FlagEmbedding icon indicating copy to clipboard operation
FlagEmbedding copied to clipboard

Visualized BGE Evaluation

Open zwhus opened this issue 1 year ago • 12 comments

Hi, i want to reproduce the result of Visualized BGE, but zero-shot benchmark not clear, such as WebQA. Can you provide evaluation dataset and codes for zero-shot benchmark. Thanks!

zwhus avatar Jul 06 '24 09:07 zwhus

Sure, I will release the relevant evaluation datasets and evaluation code soon. I will inform you when it is complete. Thank you for your attention and patience.

JUNJIE99 avatar Jul 06 '24 17:07 JUNJIE99

Thanks, can you provide a time for me?

zwhus avatar Jul 07 '24 04:07 zwhus

Hello, the WebQA dataset and evaluation code have been made available at here. Should you have any further questions, please feel free to reach out.

We will also be progressively uploading other evaluation datasets.

Thanks.

JUNJIE99 avatar Jul 08 '24 07:07 JUNJIE99

Thanks, I will try it

zwhus avatar Jul 09 '24 09:07 zwhus

Thanks, Can you provide other benchmark such as FashIQ and CIRR? I notice CIRR score is 23.9(R1) in Pixword, but in paper is 23.42(R5)

zwhus avatar Jul 15 '24 07:07 zwhus

I believe you're referring to Pic2Word. The R@1 results of Pic2Word are based on the test set, and the test corpus of CIRR only contains 2,316 images. However, our tests are conducted using the entire CIRR image corpus, which includes 21,551 images. The size of the corpus is ten times that of the test corpus, which will inevitably lead to differences in the metrics.

The datasets for CIRR and FashionIQ (including label files and all images) have been updated in this link. The format of all benchmark files is similar, so if you're in a hurry, you can make simple adjustments based on the WebQA code.

JUNJIE99 avatar Jul 15 '24 07:07 JUNJIE99

Thank you for your quick response. I have noticed this detail. However, there is no CIRR image in the link. After I installed Pix2Word and downloaded it, there are 16,939 training images and 2,315 for testing and validation, with a total of 21,569 images. It seems there is a slight difference. Is there any additional operation required?

zwhus avatar Jul 15 '24 08:07 zwhus

I apologize, it seems that the CIRR image upload was interrupted earlier due to network issues. The re-upload has now been completed. You should be able to see it in this link.

Regarding the slight difference, we did not perform any additional operations on the CIRR dataset. I checked the CIRR dataset paper, and they reported a total of 21,552 images in Table 2. This number is closer to the size of our corpus.

JUNJIE99 avatar Jul 15 '24 08:07 JUNJIE99

Thanks, When evaluating other datasets, are the parameters used consistent with those for WebQA, such as k? I made some simple modifications for FashionIQ, but the metrics show a slight difference. If the parameters are consistent, I will carefully check the code.

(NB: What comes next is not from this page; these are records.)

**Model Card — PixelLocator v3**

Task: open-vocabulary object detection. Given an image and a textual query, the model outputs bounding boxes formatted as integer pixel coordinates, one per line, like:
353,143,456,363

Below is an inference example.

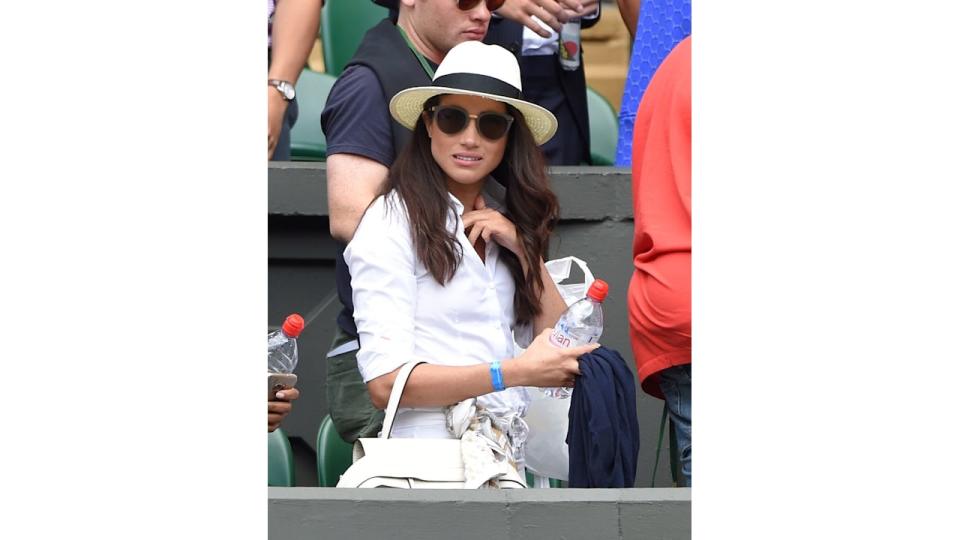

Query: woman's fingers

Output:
467,223,483,246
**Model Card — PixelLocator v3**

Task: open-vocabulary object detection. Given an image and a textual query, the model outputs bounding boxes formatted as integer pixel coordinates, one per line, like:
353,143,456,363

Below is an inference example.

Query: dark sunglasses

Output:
457,0,507,12
428,105,513,141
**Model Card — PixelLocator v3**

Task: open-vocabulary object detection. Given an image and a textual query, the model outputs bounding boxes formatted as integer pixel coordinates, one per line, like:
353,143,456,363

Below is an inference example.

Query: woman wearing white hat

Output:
344,41,595,480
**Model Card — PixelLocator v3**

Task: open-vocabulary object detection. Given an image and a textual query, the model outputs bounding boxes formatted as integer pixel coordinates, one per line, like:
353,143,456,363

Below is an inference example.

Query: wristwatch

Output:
267,79,297,101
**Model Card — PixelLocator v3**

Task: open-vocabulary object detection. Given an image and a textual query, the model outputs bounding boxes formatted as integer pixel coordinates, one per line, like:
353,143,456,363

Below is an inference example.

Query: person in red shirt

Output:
627,37,691,487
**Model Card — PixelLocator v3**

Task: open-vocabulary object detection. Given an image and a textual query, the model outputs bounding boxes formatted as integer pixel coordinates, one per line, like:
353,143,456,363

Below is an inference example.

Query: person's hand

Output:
516,328,600,388
497,0,576,37
463,195,525,261
267,387,300,432
557,0,600,17
267,84,288,161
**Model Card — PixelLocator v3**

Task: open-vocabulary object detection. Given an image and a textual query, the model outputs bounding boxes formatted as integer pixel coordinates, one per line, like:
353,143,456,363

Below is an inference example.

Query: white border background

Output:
0,0,960,539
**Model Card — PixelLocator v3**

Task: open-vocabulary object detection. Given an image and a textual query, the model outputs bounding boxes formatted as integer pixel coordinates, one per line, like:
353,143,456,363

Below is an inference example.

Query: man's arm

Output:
327,154,389,242
267,0,323,159
617,0,641,41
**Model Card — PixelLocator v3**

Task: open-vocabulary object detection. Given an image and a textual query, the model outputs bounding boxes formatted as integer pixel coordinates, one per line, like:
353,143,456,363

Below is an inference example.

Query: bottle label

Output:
557,19,580,71
550,324,573,349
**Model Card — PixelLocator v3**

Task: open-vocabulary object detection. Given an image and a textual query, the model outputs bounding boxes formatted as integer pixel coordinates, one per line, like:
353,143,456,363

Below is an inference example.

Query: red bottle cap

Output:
282,313,304,338
587,279,610,302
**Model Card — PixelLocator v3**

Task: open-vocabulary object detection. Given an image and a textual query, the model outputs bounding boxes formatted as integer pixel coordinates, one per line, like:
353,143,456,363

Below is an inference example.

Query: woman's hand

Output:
463,195,525,262
504,328,600,388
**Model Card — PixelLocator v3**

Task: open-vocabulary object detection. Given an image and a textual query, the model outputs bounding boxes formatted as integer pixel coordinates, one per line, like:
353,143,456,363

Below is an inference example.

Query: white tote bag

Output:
337,361,527,489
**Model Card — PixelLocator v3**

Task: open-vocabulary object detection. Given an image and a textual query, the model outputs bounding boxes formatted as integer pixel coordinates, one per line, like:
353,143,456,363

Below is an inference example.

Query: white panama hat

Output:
390,41,557,145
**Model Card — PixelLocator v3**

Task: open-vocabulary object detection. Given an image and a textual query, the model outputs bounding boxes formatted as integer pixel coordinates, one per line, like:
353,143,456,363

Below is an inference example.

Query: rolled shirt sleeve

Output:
343,195,417,382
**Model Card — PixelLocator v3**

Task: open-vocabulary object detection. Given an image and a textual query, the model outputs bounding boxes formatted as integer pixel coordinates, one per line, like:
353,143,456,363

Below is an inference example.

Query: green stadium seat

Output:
290,69,337,161
320,0,390,76
267,428,296,487
587,87,619,166
317,414,353,487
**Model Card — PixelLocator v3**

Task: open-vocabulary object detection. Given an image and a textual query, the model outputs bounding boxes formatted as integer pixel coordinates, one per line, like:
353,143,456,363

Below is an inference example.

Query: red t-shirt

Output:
628,37,690,398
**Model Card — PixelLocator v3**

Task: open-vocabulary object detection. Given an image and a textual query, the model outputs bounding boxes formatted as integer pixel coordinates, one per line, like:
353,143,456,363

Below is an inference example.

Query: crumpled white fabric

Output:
444,398,528,489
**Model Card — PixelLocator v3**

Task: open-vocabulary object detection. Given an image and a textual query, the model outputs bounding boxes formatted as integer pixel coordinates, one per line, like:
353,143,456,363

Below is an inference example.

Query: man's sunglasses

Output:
457,0,507,12
428,105,513,141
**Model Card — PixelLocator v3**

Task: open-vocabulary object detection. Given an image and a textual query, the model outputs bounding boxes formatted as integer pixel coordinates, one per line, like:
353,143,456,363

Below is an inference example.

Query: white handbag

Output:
337,361,527,489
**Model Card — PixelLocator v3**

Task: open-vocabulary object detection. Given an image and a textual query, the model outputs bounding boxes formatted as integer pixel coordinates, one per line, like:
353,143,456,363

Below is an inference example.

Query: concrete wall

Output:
268,162,671,487
267,488,690,540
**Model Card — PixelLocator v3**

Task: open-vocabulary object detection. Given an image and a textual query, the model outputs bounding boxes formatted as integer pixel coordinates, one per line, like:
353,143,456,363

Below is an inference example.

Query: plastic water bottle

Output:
543,279,609,399
558,17,580,71
267,313,304,373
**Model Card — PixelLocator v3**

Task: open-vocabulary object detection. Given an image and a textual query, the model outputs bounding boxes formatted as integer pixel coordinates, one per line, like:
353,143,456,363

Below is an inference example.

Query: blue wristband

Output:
490,360,507,392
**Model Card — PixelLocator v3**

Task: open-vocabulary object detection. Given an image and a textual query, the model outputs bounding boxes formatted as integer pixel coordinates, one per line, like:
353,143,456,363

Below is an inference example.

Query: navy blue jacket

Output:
567,347,640,488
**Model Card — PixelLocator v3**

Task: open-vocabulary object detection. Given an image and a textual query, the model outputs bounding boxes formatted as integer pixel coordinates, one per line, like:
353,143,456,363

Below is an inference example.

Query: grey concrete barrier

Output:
268,488,691,540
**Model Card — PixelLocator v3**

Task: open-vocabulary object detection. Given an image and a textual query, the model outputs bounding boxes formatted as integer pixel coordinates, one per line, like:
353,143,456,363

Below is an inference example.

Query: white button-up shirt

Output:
343,179,528,437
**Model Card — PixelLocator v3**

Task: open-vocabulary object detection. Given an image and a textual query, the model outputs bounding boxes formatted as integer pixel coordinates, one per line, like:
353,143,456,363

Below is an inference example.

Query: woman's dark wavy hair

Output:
381,96,560,324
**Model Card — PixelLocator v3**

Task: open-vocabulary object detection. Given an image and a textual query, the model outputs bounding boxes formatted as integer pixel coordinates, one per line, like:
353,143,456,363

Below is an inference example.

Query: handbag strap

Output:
380,360,425,439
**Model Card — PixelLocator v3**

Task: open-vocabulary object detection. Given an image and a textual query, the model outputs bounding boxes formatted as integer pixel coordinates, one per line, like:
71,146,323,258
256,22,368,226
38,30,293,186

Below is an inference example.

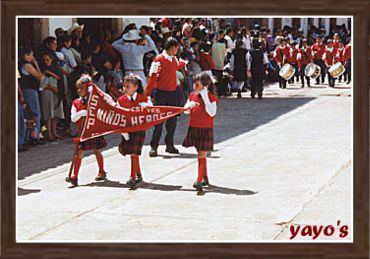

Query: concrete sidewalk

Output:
17,85,352,241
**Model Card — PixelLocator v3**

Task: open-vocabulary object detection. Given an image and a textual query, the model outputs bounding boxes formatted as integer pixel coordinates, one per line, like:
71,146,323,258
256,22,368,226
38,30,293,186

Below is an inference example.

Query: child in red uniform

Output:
182,72,218,191
66,75,107,186
117,75,153,187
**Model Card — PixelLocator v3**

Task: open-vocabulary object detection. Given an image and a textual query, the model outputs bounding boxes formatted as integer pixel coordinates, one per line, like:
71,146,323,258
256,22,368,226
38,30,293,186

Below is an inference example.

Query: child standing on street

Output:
66,75,107,186
117,75,153,188
182,72,219,191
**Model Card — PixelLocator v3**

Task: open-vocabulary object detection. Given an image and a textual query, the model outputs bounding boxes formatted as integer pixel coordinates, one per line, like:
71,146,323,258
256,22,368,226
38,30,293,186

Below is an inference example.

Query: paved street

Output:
17,84,352,242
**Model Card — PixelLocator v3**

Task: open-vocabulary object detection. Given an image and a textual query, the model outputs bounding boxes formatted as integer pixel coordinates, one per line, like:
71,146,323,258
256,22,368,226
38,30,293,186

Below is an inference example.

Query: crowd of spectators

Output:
18,18,350,151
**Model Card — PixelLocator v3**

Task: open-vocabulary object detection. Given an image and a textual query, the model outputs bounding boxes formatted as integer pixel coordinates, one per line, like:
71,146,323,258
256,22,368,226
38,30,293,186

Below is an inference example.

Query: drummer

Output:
289,41,299,84
312,35,326,85
274,38,290,88
323,39,337,87
297,39,312,88
333,40,347,83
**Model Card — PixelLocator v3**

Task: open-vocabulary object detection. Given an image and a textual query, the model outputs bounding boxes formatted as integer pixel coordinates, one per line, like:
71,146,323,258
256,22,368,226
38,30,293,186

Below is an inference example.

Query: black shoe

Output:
202,176,209,186
135,175,143,184
66,177,78,186
126,177,136,188
166,146,179,154
149,147,158,157
193,182,203,192
18,145,28,152
95,171,107,181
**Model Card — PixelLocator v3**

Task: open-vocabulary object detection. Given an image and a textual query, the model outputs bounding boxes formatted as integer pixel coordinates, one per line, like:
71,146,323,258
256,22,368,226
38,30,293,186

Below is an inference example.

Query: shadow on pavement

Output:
76,180,257,195
18,97,315,180
18,187,41,196
157,152,221,159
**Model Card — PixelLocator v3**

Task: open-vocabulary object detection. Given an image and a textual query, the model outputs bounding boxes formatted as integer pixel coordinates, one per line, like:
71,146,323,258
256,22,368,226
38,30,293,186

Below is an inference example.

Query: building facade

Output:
18,17,351,48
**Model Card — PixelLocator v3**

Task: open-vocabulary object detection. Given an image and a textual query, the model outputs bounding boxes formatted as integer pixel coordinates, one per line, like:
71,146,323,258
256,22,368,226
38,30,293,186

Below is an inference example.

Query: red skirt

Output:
182,127,213,151
79,136,107,151
118,131,145,156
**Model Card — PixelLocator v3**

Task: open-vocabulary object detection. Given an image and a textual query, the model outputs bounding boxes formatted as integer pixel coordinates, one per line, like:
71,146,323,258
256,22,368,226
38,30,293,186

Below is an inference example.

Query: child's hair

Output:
42,52,54,60
111,57,120,68
193,72,217,95
76,74,92,86
124,75,144,94
62,34,72,45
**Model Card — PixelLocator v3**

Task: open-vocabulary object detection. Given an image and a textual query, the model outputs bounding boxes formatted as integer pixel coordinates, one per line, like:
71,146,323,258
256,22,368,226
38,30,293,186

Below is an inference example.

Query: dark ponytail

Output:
193,72,217,95
125,75,144,94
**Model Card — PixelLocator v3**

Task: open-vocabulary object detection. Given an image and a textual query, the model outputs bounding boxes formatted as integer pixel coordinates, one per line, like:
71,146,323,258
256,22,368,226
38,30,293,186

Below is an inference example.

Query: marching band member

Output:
333,33,340,50
323,39,337,87
343,39,352,84
274,38,290,88
312,35,326,85
297,39,312,88
182,72,218,191
66,75,107,186
333,41,347,83
145,37,187,157
117,75,153,187
289,41,299,84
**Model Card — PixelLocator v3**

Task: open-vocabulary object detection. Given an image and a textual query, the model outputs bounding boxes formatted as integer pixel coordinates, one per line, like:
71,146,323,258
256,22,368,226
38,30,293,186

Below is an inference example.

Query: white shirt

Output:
61,47,77,70
224,35,233,52
243,37,252,50
112,35,159,70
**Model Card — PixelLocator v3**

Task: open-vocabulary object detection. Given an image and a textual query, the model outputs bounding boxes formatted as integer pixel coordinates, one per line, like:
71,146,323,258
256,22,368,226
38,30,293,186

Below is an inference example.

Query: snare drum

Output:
279,64,295,81
328,62,346,78
304,63,321,79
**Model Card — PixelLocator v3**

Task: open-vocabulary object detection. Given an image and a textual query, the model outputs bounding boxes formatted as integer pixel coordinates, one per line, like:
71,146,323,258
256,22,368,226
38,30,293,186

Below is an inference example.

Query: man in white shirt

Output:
224,28,234,61
112,30,158,88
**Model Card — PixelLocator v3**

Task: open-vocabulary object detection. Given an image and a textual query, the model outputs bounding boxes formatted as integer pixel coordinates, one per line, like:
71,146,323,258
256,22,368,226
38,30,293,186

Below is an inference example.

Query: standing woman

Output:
41,53,64,142
70,34,82,64
182,72,218,191
230,40,248,98
117,75,153,187
18,48,44,145
247,38,269,100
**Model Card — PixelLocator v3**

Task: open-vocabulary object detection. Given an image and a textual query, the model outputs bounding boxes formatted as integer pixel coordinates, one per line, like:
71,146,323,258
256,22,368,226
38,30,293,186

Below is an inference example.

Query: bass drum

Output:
328,62,346,78
304,63,321,79
279,64,295,81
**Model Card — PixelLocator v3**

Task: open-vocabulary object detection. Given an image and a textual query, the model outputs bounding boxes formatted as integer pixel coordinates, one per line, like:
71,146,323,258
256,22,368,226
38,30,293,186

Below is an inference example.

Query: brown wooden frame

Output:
0,0,370,259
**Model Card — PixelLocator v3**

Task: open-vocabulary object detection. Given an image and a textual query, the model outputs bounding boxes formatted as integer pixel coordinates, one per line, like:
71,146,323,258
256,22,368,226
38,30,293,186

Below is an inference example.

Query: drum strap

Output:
328,51,334,63
279,48,284,63
303,50,310,62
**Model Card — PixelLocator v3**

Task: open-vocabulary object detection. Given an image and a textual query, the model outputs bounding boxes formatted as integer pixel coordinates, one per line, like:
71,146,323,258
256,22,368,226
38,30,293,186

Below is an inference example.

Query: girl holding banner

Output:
66,75,107,186
182,72,219,191
117,74,153,188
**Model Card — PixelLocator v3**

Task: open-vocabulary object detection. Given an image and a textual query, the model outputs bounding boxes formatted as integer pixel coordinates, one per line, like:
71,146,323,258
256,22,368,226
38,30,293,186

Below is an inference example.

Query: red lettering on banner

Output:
81,85,186,141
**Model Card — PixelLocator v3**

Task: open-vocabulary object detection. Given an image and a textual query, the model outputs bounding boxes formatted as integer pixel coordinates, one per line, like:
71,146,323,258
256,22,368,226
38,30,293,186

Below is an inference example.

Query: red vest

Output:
325,48,337,66
290,49,298,64
72,97,87,133
312,42,325,59
117,94,148,108
145,53,185,96
344,43,352,61
275,46,290,65
298,47,312,67
189,92,219,128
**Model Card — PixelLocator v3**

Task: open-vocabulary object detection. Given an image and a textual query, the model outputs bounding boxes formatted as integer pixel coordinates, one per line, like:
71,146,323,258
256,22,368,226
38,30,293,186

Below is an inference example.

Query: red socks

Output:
131,156,141,179
197,158,207,182
71,157,82,179
95,154,104,175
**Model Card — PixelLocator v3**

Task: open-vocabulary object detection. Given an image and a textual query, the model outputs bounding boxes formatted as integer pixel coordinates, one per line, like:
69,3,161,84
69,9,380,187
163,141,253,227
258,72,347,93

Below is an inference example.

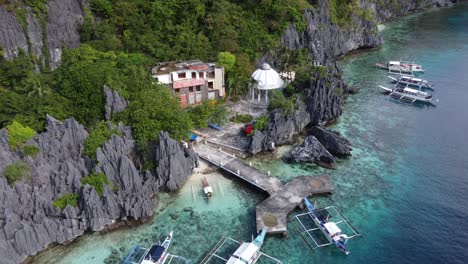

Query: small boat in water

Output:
304,198,349,255
379,85,433,103
388,75,434,90
226,230,266,264
375,61,424,74
123,231,173,264
202,178,213,197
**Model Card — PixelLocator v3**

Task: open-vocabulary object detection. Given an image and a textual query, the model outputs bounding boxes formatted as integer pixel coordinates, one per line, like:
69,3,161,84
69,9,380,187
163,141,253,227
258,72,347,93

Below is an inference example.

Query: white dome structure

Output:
252,63,284,103
252,63,284,90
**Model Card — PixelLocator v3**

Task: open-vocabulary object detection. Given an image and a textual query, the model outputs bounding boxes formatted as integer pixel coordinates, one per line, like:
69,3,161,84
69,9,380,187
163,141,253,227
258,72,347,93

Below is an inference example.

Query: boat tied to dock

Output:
294,198,361,255
375,61,424,75
388,75,434,90
200,230,282,264
379,85,437,104
122,231,190,264
202,177,213,198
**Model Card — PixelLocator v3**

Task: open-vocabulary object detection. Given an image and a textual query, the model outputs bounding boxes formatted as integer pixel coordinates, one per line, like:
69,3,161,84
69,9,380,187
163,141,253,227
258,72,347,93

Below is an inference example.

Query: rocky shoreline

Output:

zwhus avatar Jul 15 '24 09:07 zwhus

Thanks, When evaluating other datasets, are the parameters used consistent with those for WebQA, such as k? I made some simple modifications for FashionIQ, but the metrics show a slight difference. If the parameters are consistent, I will carefully check the code.

Yes, since we only calculate up to the top-100, setting k to 100 would be sufficient.

In addition, you need to pay attention to modifying the arguments in the model.encode_* within the index and search functions. For example, for FashionIQ, the corpus_type in the search function should be changed to mm_it because its query is image-text data.

JUNJIE99 avatar Jul 15 '24 09:07 JUNJIE99

Thank you, I was able to reproduce the results. I mistakenly compared the results of m3 with the base.

zwhus avatar Jul 15 '24 09:07 zwhus

Great!

JUNJIE99 avatar Jul 15 '24 09:07 JUNJIE99